¿Qué clase de Estado prefieren los argentinos?  

Por Nancy Sosa, periodista. La autora remarca la necesidad de contar con un Estado que cuente con las leyes necesarias para restablecer el equilibrio en las actividades de la sociedad.

En los últimos tiempos se ha puesto sobre el tapete la discusión acerca de qué debería hacer el Estado argentino, cuáles deberían ser sus injerencias y sus límites, y si de alguna manera debería inclinarse hacia modelos impregnados de ideologías o tendencias referidas a los modelos más exitosos para asumirlos como propios.  

¡Qué gran idea podría ser el llamado de una convocatoria para que en un referéndum la mayoría expresara cuál es el tipo de Estado de su preferencia! Si eso sucediera el debate se acortaría o, tal vez, entrarían en pugna las tendencias extremistas de manera desopilante. Obviamente, a mi entender, el referéndum debería ser, a todas luces, vinculante.  

Las opciones son numerosas porque, si se tratara de verificar los tipos de Estado que hubo en el país desde su independencia, entre ellos entrarían el liberal-conservador del siglo XIX, el Estado Social que supusieron los gobiernos de Hipólito Irigoyen y Juan Domingo Perón para beneficiar respectivamente a la clase media y a la baja, el estado neoliberal que encarnó la última dictadura militar y el gobierno de Carlos Menem, el Estado prebendario del kirchnerismo, y el Estado moderado de Mauricio Macri.  

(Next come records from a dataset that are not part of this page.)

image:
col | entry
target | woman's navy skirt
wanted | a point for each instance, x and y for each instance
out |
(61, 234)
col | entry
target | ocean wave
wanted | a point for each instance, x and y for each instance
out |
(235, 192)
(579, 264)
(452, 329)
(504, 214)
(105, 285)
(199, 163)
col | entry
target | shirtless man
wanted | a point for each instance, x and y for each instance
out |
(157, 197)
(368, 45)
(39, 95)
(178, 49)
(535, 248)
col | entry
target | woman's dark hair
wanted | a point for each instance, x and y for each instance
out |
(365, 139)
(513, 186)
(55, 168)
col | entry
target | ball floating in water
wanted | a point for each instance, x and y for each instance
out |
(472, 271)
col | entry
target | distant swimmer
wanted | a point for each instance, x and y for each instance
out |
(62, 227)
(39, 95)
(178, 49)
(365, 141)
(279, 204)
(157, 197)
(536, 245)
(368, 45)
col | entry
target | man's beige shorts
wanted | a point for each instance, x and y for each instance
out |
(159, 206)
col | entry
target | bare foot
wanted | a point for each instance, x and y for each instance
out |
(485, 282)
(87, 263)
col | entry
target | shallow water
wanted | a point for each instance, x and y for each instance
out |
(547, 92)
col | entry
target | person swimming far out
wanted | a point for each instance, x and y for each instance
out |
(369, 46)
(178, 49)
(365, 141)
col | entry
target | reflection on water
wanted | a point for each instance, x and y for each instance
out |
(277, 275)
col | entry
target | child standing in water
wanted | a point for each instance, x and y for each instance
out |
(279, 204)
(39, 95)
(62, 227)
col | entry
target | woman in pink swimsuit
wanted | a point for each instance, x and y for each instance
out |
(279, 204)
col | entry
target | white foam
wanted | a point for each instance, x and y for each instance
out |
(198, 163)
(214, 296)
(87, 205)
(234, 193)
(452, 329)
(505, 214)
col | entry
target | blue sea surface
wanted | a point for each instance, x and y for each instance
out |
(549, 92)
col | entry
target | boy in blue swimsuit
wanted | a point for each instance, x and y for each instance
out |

La resurrección del Estado liberal anarcolibertario viene a abrir las puertas de este debate, más por las ocurrencias de un recién llegado a la política que por la claridad de pensamiento sobre las nuevas ideas para el siglo XXI, pues su actitud “antisistema” surge como consecuencia de la decadencia de todo lo anterior. Digamos, un verdadero salvavidas de plomo.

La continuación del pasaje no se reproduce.